Details
Description
When converting proto::Type to TypeImpl, we need to check that LIST and MAP types have a correct number of subtypes. Otherwise, it will lead to later errors in the c++ reader.
A file with ill types is attached.
The java reader also has this problem and throws an IndexOutOfBoundsException immediately:
Exception in thread "main" java.lang.IndexOutOfBoundsException: Index: 0
at java.util.Collections$EmptyList.get(Collections.java:3212)
at org.apache.orc.OrcProto$Type.getSubtypes(OrcProto.java:12642)
at org.apache.orc.OrcUtils.convertTypeFromProtobuf(OrcUtils.java:506)

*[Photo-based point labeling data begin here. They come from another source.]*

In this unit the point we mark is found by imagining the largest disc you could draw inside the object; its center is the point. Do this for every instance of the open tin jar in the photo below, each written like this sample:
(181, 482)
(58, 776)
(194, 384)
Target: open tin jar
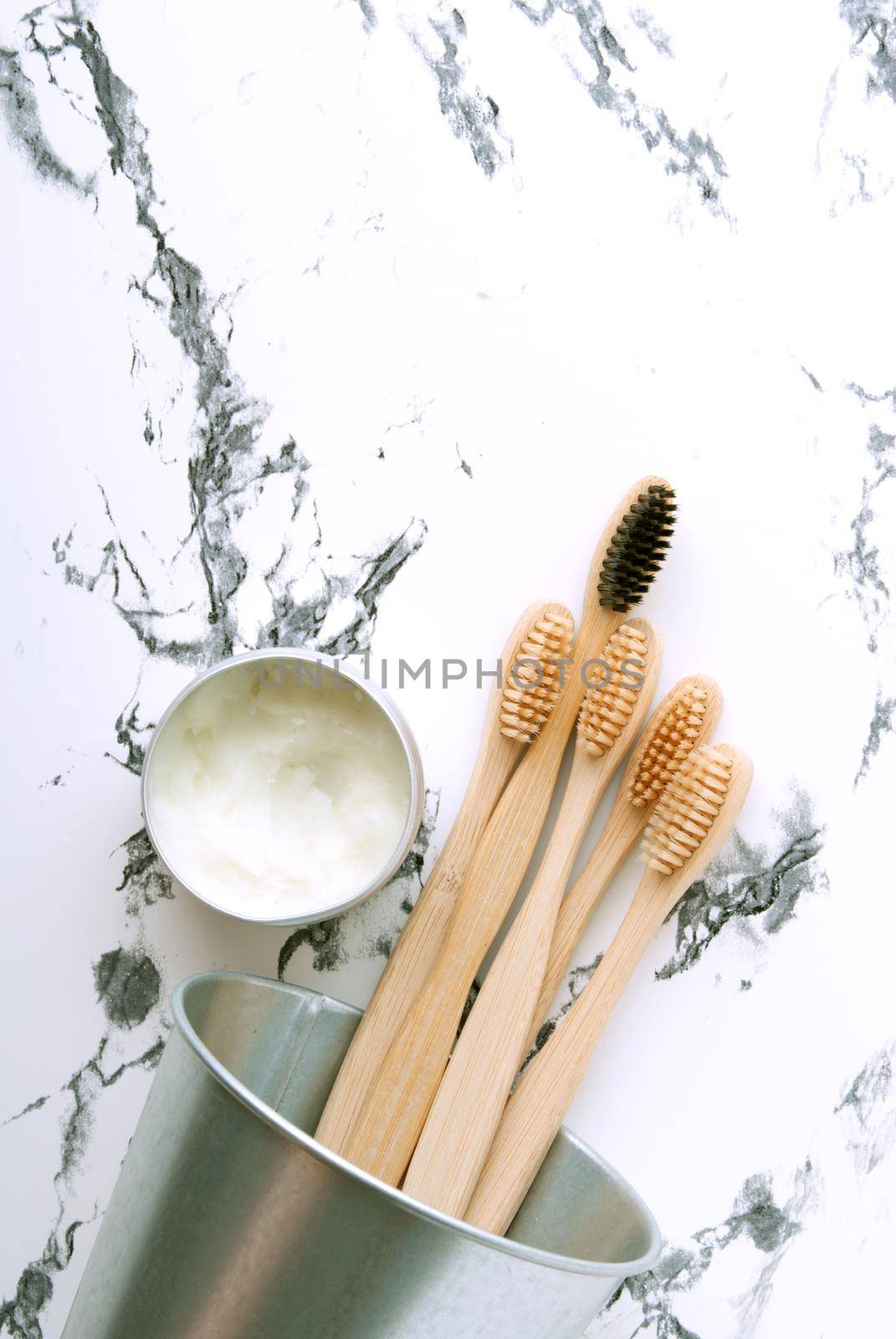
(281, 787)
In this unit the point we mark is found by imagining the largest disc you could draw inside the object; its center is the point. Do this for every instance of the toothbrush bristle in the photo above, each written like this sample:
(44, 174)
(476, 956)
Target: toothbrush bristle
(610, 700)
(533, 682)
(666, 743)
(688, 809)
(637, 549)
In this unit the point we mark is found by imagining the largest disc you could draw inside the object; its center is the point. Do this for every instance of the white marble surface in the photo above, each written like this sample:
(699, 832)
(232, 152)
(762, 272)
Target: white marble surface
(346, 325)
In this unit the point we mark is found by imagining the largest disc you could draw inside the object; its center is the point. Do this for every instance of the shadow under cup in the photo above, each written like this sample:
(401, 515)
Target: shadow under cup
(231, 1223)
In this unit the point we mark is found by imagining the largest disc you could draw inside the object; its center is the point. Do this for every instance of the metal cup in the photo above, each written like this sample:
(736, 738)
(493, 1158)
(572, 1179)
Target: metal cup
(231, 1223)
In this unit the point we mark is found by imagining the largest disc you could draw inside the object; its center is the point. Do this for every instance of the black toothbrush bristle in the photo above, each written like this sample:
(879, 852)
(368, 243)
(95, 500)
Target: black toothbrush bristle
(637, 548)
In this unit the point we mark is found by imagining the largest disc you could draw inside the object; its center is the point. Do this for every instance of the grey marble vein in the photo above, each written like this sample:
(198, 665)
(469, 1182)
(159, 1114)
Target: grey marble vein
(742, 884)
(745, 883)
(145, 880)
(863, 568)
(757, 1218)
(868, 1111)
(22, 114)
(227, 469)
(20, 1314)
(129, 730)
(610, 86)
(472, 114)
(873, 28)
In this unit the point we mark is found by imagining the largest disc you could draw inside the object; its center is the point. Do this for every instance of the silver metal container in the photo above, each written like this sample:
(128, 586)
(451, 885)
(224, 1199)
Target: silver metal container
(231, 1223)
(339, 669)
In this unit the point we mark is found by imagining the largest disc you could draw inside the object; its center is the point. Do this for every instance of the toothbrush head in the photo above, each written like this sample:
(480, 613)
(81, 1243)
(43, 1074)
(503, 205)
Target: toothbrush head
(682, 721)
(533, 680)
(688, 809)
(637, 549)
(615, 683)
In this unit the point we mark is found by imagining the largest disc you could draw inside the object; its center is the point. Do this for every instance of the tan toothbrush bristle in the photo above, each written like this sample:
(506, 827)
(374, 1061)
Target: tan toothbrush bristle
(610, 702)
(688, 809)
(533, 682)
(661, 757)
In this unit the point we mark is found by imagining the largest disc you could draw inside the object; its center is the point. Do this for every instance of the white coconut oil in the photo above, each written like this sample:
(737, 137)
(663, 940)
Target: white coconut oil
(278, 787)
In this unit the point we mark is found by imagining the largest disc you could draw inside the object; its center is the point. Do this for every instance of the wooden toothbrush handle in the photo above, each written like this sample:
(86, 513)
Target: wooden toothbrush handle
(419, 943)
(536, 1109)
(472, 1095)
(624, 827)
(417, 948)
(392, 1117)
(392, 1113)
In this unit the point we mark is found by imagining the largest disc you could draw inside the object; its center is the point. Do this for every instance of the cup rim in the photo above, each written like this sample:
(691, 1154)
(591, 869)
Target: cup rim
(535, 1255)
(399, 725)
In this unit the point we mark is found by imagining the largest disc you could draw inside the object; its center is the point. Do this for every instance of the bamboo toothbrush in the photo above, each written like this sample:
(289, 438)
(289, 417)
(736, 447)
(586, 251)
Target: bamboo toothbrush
(516, 711)
(473, 1093)
(691, 821)
(684, 718)
(398, 1101)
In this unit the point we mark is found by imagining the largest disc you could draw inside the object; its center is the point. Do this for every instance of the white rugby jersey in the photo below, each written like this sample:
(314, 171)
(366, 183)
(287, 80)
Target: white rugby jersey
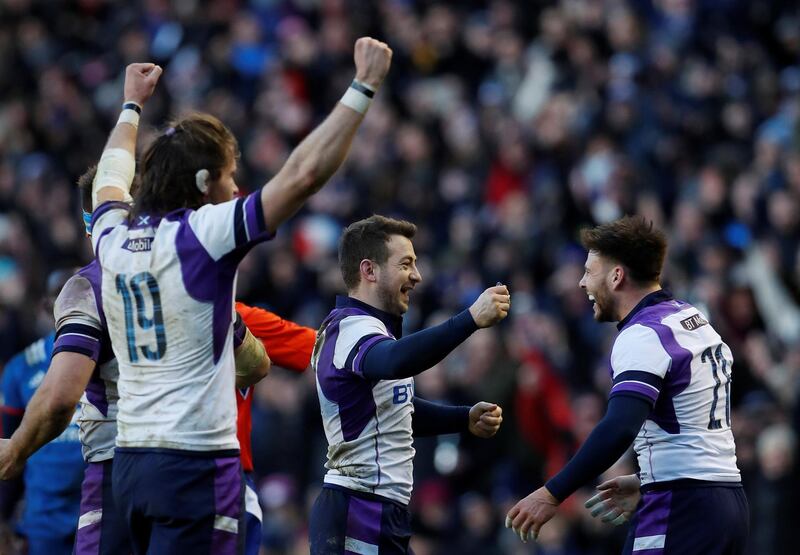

at org.apache.orc.OrcUtils.convertTypeFromProtobuf(OrcUtils.java:515)
at org.apache.orc.impl.ReaderImpl.<init>(ReaderImpl.java:386)
at org.apache.orc.OrcFile.createReader(OrcFile.java:327)
at org.apache.orc.tools.FileDump.getReader(FileDump.java:241)
at org.apache.orc.tools.FileDump.printMetaDataImpl(FileDump.java:300)
at org.apache.orc.tools.FileDump.printMetaData(FileDump.java:274)
at org.apache.orc.tools.FileDump.main(FileDump.java:135)
at org.apache.orc.tools.Driver.main(Driver.java:105)
We should also check the subtype count of UNION type. If its subtype_size == 0, the 'counts' pointer used in UnionColumnReader::skip and UnionColumnReader::next will be null pointer. The attached file (no_subtypes_union.orc) can reproduce this.